4. Rule 88C and 88D for common reasons for receiving GST Notices:
The government has in place a mechanism for automated scrutiny of GST returns and the same has been getting enhanced over the period. The scrutiny has resulted in businesses getting notices. Discrepancy in tax liability as per GSTR 1 and 3B and difference in ITC claimed as per 2B and 3B are the most common reasons for notices. Rules 88C and 88D covering these common reasons were notified this year and online compliance to affect the same was introduced on the GST portal. Government intimation is sent via Part A of GST DRC –01 B or DRC 01 C. Businesses need to respond to these intimations online in Part B and make payment of taxes if needed.
 

5. Controlling frauds and fake GST registrations:
Tackling GST evasion and fraudulent activities has been a top priority for the government. In a concerted effort, a special drive took place from May to June this year, leveraging artificial intelligence, advanced data analytics, and multiple data sources to uncover frauds and fake GST registrations. The government, using these technologies, identified and took strict actions against culprits. During the Winter Session in Parliament, Finance Minister Nirmala Sitharaman revealed that the drive led to the detection of about 21 thousand fake GST registrations identities and exposed tax evasion amounting to Rs 24 thousand crore.
Simultaneously, to maintain control over GST registrations, various measures have been introduced. These include geo-tagging the principal place of business and implementing biometric authentication. These measures prevent the misuse of stolen identities for getting GST registration.
 

6. 2 Factor Authentication to ensure data privacy:
GST is a rich data source and hence sought by all stakeholders. GST framework has a clear consent process built in and through GST Suvidha Providers (GSP), data can be fetched. However, there was a surge of malpractices to get data from the GST portal through web-scraping. To keep a check on this, 2-factor authentication has been recently launched in Dec for some select states and will be soon extended pan-India. A welcome move to ensure only legitimate ways of obtaining data prevail. 2FA is also implemented on Governments E-way Bill and E-invoice Systems i.e., NIC portals.
 

7. E-invoicing further brought down to cover Rs. 5 CR AATO:
E-invoicing has been live in India since 2020 and has been rolled out in phased manner. On 1st Aug 2023, the threshold of e-invoice applicability was lowered to Rs 5 cr. A facility to declare exemption from e-invoicing is now available. This is useful for businesses who are above the threshold however are under the exemption list.
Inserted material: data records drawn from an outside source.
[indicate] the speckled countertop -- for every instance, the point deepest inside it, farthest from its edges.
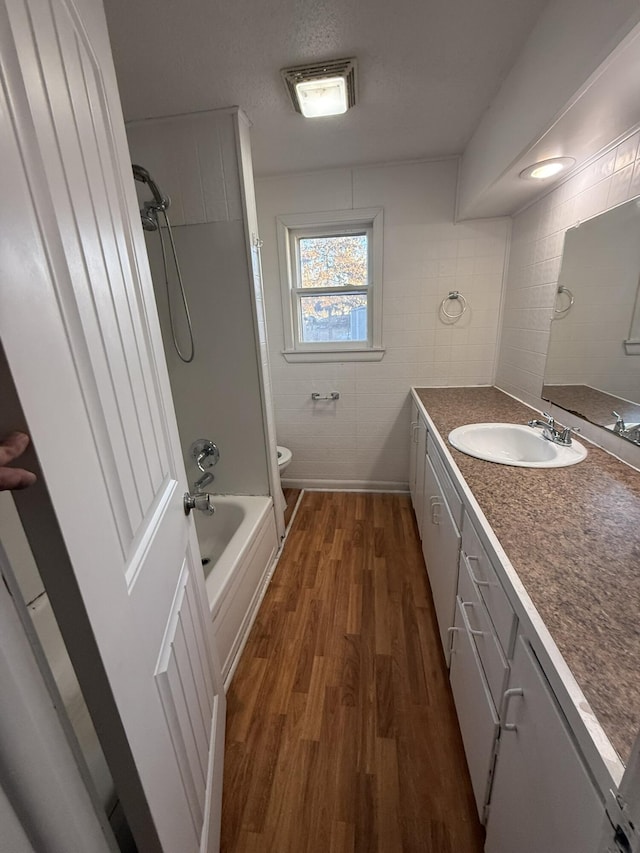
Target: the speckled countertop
(573, 536)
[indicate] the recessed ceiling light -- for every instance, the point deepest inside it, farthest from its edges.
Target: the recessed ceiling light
(323, 89)
(546, 168)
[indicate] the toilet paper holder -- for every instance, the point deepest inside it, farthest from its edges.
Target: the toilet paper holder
(333, 395)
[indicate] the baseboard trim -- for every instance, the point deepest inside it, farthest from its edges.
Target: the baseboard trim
(347, 485)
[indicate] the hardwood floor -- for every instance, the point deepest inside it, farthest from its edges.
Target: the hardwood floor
(341, 731)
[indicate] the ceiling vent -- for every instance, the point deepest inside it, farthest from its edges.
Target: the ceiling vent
(322, 88)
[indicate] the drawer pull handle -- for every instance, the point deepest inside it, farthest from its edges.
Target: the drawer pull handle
(471, 630)
(506, 699)
(477, 582)
(452, 632)
(435, 506)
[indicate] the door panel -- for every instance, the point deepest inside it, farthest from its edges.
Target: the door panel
(78, 323)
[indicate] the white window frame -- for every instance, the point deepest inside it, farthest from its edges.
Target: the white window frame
(334, 223)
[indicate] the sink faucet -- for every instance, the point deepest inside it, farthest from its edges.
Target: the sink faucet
(550, 432)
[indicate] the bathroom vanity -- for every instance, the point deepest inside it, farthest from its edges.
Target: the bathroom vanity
(535, 582)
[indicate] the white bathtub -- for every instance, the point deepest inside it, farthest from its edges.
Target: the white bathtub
(238, 544)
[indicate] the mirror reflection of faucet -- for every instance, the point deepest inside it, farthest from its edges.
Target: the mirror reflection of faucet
(630, 431)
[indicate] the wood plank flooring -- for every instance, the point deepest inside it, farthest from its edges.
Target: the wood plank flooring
(341, 731)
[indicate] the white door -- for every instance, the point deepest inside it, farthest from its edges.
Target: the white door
(82, 341)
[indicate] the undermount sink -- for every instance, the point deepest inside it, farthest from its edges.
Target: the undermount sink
(515, 444)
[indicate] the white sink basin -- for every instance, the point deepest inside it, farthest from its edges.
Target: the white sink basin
(515, 444)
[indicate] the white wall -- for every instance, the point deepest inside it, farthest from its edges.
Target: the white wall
(363, 438)
(194, 158)
(534, 266)
(569, 41)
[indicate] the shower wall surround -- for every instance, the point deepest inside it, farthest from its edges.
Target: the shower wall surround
(361, 440)
(196, 159)
(534, 266)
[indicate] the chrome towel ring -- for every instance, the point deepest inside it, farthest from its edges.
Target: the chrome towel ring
(453, 295)
(567, 292)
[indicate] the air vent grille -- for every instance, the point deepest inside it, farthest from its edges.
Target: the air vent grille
(346, 68)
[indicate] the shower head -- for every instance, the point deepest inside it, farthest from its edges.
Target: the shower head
(149, 218)
(160, 201)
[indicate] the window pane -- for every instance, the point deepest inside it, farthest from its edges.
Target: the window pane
(334, 261)
(334, 318)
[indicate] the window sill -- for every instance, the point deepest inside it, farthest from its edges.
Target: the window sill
(319, 355)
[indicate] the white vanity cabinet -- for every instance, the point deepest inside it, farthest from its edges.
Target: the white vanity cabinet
(417, 451)
(441, 515)
(543, 799)
(532, 786)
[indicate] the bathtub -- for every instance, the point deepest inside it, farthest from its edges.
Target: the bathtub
(238, 544)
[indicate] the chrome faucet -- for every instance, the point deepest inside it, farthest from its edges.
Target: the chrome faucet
(550, 432)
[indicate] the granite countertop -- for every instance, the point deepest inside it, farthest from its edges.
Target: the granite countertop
(573, 536)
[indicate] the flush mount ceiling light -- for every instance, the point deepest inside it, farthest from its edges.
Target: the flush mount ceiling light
(322, 89)
(546, 168)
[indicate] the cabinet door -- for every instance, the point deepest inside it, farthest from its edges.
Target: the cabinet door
(441, 547)
(475, 709)
(413, 448)
(543, 799)
(421, 450)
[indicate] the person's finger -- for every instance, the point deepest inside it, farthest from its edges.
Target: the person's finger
(13, 446)
(16, 478)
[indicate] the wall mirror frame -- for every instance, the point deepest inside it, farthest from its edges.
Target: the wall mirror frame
(593, 360)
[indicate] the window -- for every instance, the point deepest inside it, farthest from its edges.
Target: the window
(331, 271)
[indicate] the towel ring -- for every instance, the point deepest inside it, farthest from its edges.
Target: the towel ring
(453, 294)
(563, 289)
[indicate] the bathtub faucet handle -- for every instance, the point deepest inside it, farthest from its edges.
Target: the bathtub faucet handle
(205, 453)
(200, 501)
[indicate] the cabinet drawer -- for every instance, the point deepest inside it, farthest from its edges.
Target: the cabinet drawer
(482, 632)
(483, 574)
(450, 493)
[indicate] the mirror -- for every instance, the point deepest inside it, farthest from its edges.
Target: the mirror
(593, 361)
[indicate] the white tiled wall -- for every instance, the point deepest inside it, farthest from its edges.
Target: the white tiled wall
(534, 265)
(363, 438)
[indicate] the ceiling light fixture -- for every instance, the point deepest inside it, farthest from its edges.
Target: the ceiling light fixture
(322, 89)
(546, 168)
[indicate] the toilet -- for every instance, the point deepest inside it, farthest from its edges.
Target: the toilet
(284, 458)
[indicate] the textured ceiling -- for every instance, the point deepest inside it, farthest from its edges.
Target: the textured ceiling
(427, 68)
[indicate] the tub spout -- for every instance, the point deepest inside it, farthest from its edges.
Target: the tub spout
(203, 481)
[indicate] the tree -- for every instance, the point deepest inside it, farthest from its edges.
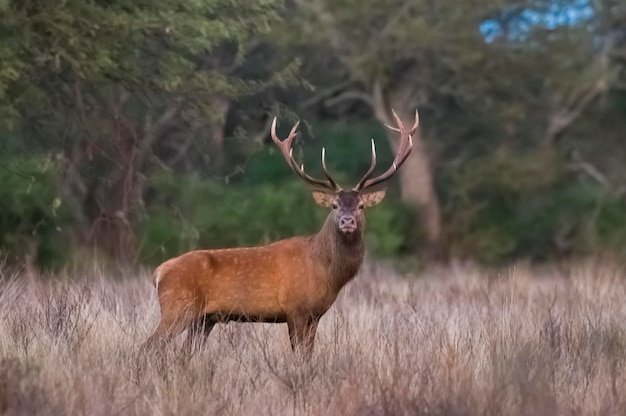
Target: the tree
(112, 85)
(397, 54)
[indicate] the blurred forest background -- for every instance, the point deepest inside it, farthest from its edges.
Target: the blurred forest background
(134, 130)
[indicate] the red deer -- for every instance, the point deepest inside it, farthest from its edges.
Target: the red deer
(293, 281)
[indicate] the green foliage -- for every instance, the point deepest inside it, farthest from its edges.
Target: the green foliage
(528, 206)
(33, 215)
(348, 150)
(187, 213)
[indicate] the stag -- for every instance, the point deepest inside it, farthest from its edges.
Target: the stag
(293, 281)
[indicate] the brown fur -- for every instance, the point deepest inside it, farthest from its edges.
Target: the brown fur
(294, 280)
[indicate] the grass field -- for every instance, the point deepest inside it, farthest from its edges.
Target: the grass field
(458, 341)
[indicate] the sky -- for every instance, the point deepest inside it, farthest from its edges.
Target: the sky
(557, 14)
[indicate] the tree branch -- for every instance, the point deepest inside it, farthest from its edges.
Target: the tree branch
(349, 95)
(324, 94)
- Introduction of Private IRPs:
Extending e-invoicing to all businesses and other transaction types such as B2C is in Government’s roadmap, to handle the voluminous flow of transaction requests, private Invoice Registration Portals (IRP) were selected.
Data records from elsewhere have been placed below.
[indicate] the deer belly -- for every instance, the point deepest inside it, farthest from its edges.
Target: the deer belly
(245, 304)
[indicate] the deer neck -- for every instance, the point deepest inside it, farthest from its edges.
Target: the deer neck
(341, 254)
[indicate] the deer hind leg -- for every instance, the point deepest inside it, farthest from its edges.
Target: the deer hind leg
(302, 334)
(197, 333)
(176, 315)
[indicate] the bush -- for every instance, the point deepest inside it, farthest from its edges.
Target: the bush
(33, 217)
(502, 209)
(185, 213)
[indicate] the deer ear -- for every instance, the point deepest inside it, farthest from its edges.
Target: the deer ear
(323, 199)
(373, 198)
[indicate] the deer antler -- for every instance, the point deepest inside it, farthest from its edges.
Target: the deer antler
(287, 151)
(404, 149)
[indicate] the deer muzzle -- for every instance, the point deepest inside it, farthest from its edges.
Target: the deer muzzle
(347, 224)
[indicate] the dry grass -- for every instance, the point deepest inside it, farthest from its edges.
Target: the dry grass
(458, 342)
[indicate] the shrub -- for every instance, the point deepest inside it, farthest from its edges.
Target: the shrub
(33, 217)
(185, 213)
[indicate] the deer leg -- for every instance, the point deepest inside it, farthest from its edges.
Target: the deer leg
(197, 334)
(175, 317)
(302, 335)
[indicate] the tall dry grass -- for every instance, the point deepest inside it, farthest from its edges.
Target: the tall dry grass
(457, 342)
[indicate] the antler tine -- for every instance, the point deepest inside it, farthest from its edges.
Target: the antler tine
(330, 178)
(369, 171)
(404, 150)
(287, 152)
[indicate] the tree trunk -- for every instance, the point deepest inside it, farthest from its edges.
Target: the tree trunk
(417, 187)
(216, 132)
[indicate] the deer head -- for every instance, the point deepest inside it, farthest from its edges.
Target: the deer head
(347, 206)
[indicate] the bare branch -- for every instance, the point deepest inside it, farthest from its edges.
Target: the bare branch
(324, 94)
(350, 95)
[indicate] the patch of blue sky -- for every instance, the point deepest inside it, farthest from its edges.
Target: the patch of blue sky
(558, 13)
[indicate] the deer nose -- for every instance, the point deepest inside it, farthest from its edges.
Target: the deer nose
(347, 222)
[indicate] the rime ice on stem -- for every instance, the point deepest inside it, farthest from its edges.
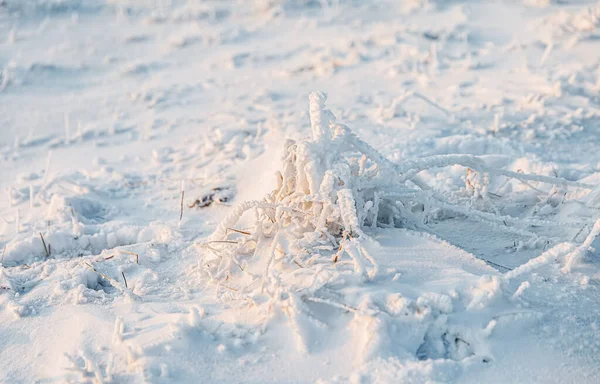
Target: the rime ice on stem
(330, 189)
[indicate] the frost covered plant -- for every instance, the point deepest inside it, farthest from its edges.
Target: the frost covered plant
(310, 234)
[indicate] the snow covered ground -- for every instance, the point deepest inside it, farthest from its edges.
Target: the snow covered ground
(130, 129)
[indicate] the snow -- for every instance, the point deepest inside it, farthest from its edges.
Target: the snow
(299, 191)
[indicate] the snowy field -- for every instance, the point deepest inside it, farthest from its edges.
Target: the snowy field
(298, 191)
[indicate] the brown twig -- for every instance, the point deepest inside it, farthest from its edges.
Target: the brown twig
(237, 231)
(137, 257)
(44, 243)
(181, 212)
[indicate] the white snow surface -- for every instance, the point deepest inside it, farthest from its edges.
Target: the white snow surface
(434, 217)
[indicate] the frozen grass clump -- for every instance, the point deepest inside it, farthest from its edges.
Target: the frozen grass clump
(306, 241)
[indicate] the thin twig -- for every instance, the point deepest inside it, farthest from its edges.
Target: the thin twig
(181, 212)
(44, 243)
(137, 257)
(238, 231)
(581, 230)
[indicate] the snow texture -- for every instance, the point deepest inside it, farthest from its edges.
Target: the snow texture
(299, 191)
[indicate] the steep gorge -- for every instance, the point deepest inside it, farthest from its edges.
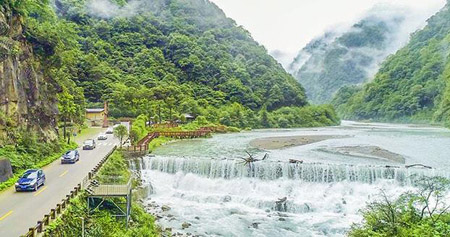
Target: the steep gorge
(27, 93)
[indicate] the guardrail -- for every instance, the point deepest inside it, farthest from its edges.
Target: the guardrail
(60, 207)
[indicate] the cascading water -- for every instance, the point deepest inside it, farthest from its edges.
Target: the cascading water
(315, 172)
(209, 192)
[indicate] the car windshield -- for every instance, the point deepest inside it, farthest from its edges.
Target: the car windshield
(30, 175)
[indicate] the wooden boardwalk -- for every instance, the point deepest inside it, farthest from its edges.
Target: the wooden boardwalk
(110, 190)
(142, 145)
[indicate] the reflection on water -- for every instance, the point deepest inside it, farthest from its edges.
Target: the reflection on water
(206, 187)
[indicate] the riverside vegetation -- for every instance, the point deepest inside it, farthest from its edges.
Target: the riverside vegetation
(175, 57)
(102, 223)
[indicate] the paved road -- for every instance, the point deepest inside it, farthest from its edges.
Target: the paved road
(20, 211)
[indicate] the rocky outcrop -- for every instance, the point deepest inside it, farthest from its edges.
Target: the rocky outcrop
(27, 94)
(5, 169)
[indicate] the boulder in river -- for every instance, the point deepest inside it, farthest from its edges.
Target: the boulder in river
(165, 208)
(185, 225)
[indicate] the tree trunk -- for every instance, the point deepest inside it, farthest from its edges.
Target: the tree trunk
(64, 128)
(159, 112)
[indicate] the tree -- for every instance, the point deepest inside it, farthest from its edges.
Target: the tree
(422, 212)
(120, 132)
(67, 110)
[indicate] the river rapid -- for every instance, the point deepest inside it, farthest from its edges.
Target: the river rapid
(208, 188)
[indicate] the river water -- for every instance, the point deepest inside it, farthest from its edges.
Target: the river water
(205, 185)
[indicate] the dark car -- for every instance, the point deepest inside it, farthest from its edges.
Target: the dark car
(70, 157)
(31, 180)
(110, 130)
(89, 144)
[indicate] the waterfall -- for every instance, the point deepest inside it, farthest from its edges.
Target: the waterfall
(267, 170)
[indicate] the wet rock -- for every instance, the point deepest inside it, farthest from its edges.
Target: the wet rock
(165, 208)
(185, 225)
(227, 198)
(307, 207)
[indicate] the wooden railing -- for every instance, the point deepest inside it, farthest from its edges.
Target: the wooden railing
(60, 207)
(142, 145)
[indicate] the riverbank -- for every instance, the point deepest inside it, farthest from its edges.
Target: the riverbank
(366, 152)
(102, 222)
(272, 143)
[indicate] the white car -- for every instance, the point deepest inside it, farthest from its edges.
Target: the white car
(110, 130)
(102, 136)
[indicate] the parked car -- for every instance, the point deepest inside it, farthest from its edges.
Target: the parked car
(102, 136)
(110, 130)
(31, 180)
(89, 144)
(70, 157)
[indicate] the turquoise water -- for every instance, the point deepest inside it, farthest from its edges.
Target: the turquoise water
(205, 184)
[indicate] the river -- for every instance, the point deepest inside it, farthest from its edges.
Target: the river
(204, 183)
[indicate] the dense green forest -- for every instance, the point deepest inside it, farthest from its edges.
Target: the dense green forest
(351, 57)
(167, 58)
(412, 85)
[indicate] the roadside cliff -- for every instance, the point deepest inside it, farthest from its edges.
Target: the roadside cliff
(27, 95)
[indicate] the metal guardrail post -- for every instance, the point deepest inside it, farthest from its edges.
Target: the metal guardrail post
(31, 232)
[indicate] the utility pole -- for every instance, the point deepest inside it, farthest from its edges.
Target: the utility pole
(82, 226)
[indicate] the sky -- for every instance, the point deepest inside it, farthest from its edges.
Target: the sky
(284, 27)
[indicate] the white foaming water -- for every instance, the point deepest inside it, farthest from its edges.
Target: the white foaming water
(220, 197)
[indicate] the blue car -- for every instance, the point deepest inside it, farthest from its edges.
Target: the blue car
(70, 157)
(31, 180)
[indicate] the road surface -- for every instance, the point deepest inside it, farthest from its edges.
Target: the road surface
(21, 210)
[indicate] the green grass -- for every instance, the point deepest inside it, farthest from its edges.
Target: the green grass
(157, 142)
(102, 223)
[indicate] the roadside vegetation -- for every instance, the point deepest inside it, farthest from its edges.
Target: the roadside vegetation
(422, 212)
(101, 222)
(28, 152)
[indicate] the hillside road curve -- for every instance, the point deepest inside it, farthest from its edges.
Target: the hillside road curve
(21, 210)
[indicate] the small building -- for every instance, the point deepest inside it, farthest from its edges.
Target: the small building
(98, 116)
(95, 114)
(189, 117)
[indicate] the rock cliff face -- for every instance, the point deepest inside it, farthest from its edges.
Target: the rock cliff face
(27, 95)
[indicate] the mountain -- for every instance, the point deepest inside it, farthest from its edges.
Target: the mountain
(351, 55)
(164, 58)
(25, 88)
(411, 85)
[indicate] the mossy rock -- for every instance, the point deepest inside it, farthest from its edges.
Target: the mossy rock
(5, 169)
(4, 27)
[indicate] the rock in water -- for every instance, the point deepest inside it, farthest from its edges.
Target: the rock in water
(185, 225)
(165, 208)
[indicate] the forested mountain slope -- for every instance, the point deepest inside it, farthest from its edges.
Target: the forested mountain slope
(28, 62)
(177, 56)
(413, 84)
(351, 56)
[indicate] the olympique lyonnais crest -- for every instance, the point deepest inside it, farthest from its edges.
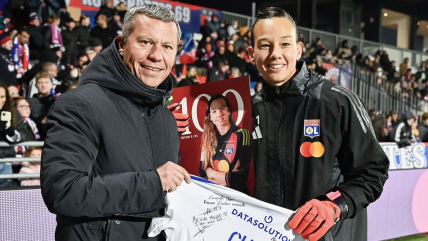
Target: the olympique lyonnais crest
(312, 128)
- Importance of data interoperability:
Important to note, with multiple IRPs coming into the picture interoperability of data amongst IRPs becomes necessary. GST system, being the central authority for all IRPs and custodian of all e-invoices, has made e-invoice fetch available not only for suppliers but also for recipients. Many new possibilities are now open.
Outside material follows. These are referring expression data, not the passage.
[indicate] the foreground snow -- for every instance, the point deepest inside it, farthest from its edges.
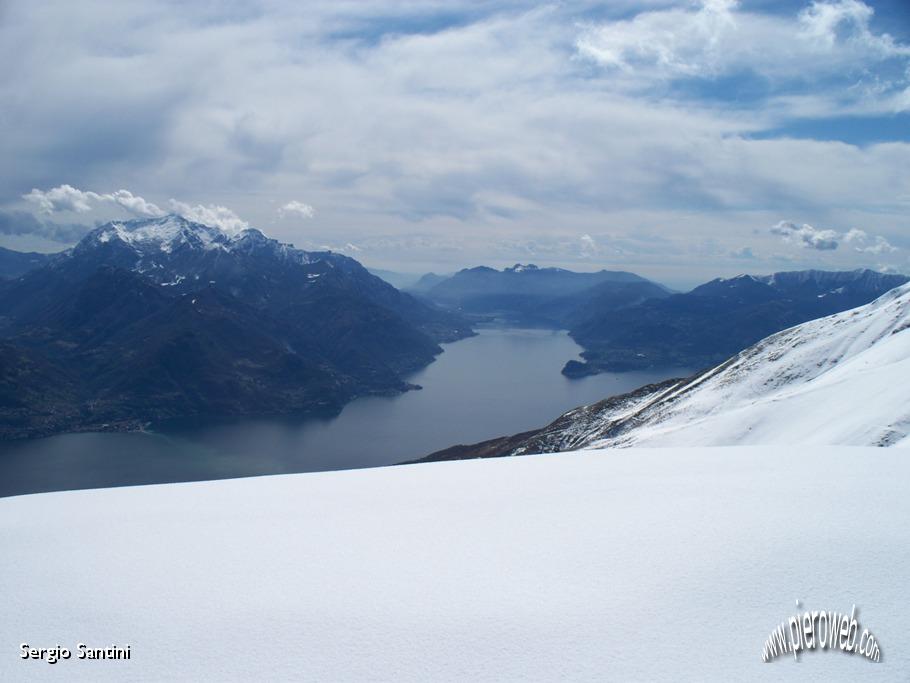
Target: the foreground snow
(636, 564)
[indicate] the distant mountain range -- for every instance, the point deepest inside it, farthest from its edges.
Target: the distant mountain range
(16, 263)
(529, 295)
(163, 318)
(837, 380)
(717, 319)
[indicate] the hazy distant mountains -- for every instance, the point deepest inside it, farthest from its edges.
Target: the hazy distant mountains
(717, 319)
(164, 318)
(16, 263)
(528, 295)
(832, 381)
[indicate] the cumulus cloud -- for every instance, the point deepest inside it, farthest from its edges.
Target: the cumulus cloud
(588, 246)
(18, 223)
(868, 244)
(299, 208)
(478, 121)
(827, 38)
(807, 236)
(68, 198)
(813, 238)
(211, 214)
(744, 253)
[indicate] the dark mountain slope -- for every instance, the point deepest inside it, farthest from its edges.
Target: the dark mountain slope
(158, 319)
(526, 294)
(717, 319)
(16, 263)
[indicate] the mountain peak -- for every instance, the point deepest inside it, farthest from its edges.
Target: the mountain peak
(520, 268)
(164, 233)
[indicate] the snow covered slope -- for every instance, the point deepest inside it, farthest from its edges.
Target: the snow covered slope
(839, 380)
(621, 565)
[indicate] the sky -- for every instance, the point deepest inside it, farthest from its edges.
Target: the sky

- Ensuring cleaner data from the source:
E-invoicing is transactional and real-time data. From a better data quality and supervision perspective, some rules were introduced. Generation of e-invoice within 30 days of date of invoice and reporting of 6-digit HSN or more. These validations will ensure no misreporting and tax evasion. Also, Government can have a better sense of economic activity on a real time basis

- Bringing B2C transactions under the net:
E-invoicing keeps tax evasion under check however the current scope covers B2B and export transactions. Reporting and hence evasion on B2C transactions is a concern to be addressed. While the Government is contemplating including B2C under e-invoicing, another measure of getting citizens who are the end consumers to participate has been rolled out as beta.
Mera Bill Mera Aadhikaar is an incentive scheme wherein consumers can upload their invoices and stand a chance to win exciting prizes. The idea is that consumers will insist on getting an invoice and once uploaded to the Government, tax liability of businesses become visible. As of now the scheme has been rolled out in a few states.